Now, within easy driving distance of Potter Creek, I can go to both an In-N-Out Burger and a Krispy Kreme Donuts. They are within a block or so of each other in the Shopping Center off Highway 80 in Pinole. At the end of a ten minute drive, I can not only have a cheeseburger with extra grilled-onions but now I can also have a jelly-filled donut. My life has changed for ever.







Even though the Border's Emeryville store is part of their nationwide chain, it doesn't feel like it. With worn-in carpeting and even a few easy chairs, it has its own identity and is real comfortable. But more comfortable than the easy chairs are the people who work there. I regularly take my mid-day break at Border's and browse, read, buy, or order a book. (Their prices are very competitive and their bargain books are a particular value. A few of the best books in my aviation collection come from this section.) But the store's real value are the friendly, helpful staff. Through my visits I've come to know some by name. Altogether these people are a mix as rich as the one I remember from Moe's in the 1980s . . . and Moe would have liked the idea that at Border's managers also shelve.

Border's Emeryville store is at 5903 Shellmound Street and their phone number is (510) 654-1633 -- they have plenty of parking.



I believe Bayer in the near feature will have use of all the land along the railroad tracks from Dwight Way south to Grayson. It is probably the largest land-holder and employer in the area. It is, of course a multi-national corporation. And, it would seem, a good and responsible neighbor.

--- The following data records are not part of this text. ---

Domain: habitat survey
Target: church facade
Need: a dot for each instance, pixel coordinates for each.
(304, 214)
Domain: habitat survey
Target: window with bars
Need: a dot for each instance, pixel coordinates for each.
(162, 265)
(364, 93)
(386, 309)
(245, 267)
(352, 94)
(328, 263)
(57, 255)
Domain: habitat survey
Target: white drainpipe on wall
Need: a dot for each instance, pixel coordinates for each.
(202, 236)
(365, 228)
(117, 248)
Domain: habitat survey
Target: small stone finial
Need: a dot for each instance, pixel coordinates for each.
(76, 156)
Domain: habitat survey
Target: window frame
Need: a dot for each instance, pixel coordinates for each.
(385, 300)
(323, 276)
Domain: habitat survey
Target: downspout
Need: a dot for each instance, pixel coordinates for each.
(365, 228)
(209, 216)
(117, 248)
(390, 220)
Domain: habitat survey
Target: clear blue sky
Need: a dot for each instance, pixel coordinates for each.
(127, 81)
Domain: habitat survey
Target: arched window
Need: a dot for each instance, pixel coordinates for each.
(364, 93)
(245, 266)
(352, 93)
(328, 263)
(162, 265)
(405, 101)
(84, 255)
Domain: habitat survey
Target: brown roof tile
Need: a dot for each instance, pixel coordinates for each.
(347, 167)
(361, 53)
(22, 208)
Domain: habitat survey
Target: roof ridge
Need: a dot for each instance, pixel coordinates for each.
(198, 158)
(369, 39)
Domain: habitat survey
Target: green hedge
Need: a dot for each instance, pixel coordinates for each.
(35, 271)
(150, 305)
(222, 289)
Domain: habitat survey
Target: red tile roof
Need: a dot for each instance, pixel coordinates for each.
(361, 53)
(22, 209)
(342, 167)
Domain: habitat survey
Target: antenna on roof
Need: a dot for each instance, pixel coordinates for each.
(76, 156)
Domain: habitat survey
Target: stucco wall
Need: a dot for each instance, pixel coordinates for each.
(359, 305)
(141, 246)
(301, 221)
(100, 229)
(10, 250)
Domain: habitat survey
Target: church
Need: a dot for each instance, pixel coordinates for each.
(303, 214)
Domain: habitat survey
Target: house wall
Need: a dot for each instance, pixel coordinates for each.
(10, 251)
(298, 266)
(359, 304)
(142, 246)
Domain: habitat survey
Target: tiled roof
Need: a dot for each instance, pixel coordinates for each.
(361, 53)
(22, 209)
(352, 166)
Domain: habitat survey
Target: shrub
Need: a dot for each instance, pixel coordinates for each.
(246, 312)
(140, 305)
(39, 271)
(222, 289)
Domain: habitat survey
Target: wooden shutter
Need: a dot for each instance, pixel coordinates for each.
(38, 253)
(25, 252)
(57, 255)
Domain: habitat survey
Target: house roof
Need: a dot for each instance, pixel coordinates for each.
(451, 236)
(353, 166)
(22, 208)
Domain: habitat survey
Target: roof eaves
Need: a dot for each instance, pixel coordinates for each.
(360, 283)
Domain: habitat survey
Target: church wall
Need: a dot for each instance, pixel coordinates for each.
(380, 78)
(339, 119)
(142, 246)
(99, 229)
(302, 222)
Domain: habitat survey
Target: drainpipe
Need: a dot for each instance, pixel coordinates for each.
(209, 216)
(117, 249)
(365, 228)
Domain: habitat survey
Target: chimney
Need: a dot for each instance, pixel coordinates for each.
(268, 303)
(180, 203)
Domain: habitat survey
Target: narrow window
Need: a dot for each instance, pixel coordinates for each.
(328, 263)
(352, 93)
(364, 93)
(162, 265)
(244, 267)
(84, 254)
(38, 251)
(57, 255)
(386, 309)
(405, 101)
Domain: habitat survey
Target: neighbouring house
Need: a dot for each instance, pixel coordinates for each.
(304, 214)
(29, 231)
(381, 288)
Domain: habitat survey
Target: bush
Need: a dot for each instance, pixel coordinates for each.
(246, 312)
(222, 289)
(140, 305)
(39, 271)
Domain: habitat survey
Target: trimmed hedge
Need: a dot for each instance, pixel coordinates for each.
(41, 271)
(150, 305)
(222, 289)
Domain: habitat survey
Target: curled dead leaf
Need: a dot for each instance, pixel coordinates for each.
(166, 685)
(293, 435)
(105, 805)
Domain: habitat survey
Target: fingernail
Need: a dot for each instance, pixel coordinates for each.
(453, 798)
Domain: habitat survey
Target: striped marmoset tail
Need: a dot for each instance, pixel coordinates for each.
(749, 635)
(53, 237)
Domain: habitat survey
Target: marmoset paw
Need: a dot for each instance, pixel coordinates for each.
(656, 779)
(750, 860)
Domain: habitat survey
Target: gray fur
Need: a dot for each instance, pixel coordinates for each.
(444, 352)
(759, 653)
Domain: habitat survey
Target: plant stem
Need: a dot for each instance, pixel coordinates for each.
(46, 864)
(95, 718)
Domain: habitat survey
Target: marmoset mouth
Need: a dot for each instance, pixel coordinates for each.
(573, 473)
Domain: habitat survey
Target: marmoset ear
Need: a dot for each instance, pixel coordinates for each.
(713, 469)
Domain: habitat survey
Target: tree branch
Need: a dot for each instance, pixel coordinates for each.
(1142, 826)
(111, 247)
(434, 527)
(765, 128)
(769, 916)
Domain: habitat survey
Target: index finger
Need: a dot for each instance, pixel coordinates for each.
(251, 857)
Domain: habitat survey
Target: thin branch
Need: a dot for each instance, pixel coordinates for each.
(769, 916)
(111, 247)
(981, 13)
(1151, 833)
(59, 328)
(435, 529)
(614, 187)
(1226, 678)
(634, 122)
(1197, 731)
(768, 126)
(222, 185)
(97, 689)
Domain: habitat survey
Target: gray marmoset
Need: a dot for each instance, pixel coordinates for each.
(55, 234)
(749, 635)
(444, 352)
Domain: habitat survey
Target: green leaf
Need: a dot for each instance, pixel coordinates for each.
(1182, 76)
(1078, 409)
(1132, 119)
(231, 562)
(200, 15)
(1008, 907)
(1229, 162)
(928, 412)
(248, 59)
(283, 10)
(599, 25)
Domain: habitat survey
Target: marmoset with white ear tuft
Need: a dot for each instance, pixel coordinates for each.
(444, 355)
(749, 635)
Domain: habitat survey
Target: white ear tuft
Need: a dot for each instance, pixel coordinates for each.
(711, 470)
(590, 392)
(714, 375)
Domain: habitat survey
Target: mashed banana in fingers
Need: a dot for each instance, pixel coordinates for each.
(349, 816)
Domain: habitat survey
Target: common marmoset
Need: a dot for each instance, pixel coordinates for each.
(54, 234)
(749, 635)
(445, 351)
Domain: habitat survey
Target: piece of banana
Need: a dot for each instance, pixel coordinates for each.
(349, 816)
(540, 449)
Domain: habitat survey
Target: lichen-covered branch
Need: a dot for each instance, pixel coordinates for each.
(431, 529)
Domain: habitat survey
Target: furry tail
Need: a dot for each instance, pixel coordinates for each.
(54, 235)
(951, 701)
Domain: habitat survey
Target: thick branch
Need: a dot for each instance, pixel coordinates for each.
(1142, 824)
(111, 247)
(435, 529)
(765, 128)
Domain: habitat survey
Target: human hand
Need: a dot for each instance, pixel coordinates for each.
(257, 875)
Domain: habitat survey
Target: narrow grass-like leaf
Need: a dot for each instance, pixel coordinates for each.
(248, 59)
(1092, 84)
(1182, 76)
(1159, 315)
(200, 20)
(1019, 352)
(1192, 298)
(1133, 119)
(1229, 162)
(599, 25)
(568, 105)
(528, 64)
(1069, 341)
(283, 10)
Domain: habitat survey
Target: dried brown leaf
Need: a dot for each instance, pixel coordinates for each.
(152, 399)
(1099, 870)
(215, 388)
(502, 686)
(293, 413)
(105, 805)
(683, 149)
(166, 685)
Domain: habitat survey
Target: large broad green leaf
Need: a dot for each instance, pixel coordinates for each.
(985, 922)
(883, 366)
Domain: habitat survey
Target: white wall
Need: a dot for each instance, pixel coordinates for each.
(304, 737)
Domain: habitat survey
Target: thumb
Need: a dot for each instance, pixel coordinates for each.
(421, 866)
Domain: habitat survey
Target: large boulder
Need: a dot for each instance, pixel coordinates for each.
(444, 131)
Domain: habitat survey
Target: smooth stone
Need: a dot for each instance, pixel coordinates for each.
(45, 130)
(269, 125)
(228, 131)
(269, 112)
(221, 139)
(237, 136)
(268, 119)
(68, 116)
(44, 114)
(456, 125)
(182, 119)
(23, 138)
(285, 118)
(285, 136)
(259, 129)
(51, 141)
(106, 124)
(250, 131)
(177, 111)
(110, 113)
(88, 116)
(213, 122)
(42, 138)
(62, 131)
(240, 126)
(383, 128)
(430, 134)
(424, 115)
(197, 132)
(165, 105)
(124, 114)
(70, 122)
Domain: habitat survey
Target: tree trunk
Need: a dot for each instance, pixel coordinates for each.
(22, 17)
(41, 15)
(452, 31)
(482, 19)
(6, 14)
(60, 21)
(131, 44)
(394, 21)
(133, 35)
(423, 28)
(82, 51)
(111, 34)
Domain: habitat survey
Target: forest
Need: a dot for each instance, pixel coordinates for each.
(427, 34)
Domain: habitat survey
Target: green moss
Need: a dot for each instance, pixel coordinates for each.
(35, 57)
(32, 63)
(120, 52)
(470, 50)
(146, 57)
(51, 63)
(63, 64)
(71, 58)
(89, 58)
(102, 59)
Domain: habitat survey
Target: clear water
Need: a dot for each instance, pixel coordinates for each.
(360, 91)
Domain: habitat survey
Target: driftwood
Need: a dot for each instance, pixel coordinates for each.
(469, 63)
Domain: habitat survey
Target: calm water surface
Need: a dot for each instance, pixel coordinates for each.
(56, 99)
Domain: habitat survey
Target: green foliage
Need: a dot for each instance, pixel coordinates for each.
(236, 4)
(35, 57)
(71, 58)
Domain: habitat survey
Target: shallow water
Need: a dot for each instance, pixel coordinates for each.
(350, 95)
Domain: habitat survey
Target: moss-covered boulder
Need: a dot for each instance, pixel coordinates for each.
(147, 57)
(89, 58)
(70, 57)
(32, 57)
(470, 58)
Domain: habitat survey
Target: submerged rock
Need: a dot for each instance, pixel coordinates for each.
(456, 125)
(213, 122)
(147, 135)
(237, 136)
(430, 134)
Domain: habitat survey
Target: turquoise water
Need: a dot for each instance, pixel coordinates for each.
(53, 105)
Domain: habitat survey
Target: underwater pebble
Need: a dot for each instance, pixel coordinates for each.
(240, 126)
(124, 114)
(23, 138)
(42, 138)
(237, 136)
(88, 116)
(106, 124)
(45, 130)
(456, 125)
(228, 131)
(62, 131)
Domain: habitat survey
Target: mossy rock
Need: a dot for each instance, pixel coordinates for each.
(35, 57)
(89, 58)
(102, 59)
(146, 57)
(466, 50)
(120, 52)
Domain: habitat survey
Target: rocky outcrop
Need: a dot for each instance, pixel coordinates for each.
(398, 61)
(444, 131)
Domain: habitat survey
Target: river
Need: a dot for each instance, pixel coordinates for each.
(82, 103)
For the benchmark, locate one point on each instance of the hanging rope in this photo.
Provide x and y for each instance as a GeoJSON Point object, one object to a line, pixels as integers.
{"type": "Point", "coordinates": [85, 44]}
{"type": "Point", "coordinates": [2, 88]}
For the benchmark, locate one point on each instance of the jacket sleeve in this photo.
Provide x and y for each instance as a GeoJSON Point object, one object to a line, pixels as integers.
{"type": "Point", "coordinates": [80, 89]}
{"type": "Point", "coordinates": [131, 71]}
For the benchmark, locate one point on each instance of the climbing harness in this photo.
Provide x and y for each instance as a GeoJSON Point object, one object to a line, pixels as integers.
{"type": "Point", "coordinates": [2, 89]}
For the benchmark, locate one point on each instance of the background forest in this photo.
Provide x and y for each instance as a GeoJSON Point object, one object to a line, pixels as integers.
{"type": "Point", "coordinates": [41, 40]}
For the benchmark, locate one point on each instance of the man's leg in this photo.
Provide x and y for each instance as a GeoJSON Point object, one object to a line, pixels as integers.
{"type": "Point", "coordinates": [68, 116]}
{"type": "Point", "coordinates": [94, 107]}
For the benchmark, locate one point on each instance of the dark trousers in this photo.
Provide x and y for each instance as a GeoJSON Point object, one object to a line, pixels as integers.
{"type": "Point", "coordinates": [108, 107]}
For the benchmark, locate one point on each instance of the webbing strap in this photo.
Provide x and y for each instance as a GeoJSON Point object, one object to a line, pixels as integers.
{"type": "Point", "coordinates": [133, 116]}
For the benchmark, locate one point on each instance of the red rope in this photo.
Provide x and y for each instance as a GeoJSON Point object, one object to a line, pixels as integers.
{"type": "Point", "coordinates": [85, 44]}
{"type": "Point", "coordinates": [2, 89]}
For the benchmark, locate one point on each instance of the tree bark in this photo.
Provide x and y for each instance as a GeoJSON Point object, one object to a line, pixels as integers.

One view of Bayer's past can be read in Chapter Two, "The Empire of I. G. Farben" in Antony C. Sutton's Wall Street and the Rise of Hitler. One paragraph is unforgettable. "One of the more horrifying aspects of I.G. Farben's cartel was the invention, production, and distribution of the Zyklon B gas, used in Nazi concentration camps. Zyklon B was pure Prussic acid, a lethal poison produced by I.G. Farben Leverkusen and sold from the Bayer sales office through Degesch, an independent license holder. Sales of Zyklon B amounted to almost three-quarters of Degesch business; enough gas to kill 200 million humans was produced and sold by I.G. Farben. The Kilgore Committee report of 1942 makes it clear that the I.G. Farben directors had precise knowledge of the Nazi concentration camps and their use of I.G. chemicals. "

Bayer's financial and cultural contribution to my neighborhood, Berkeley, and the Bay Area has been considerable and is valued.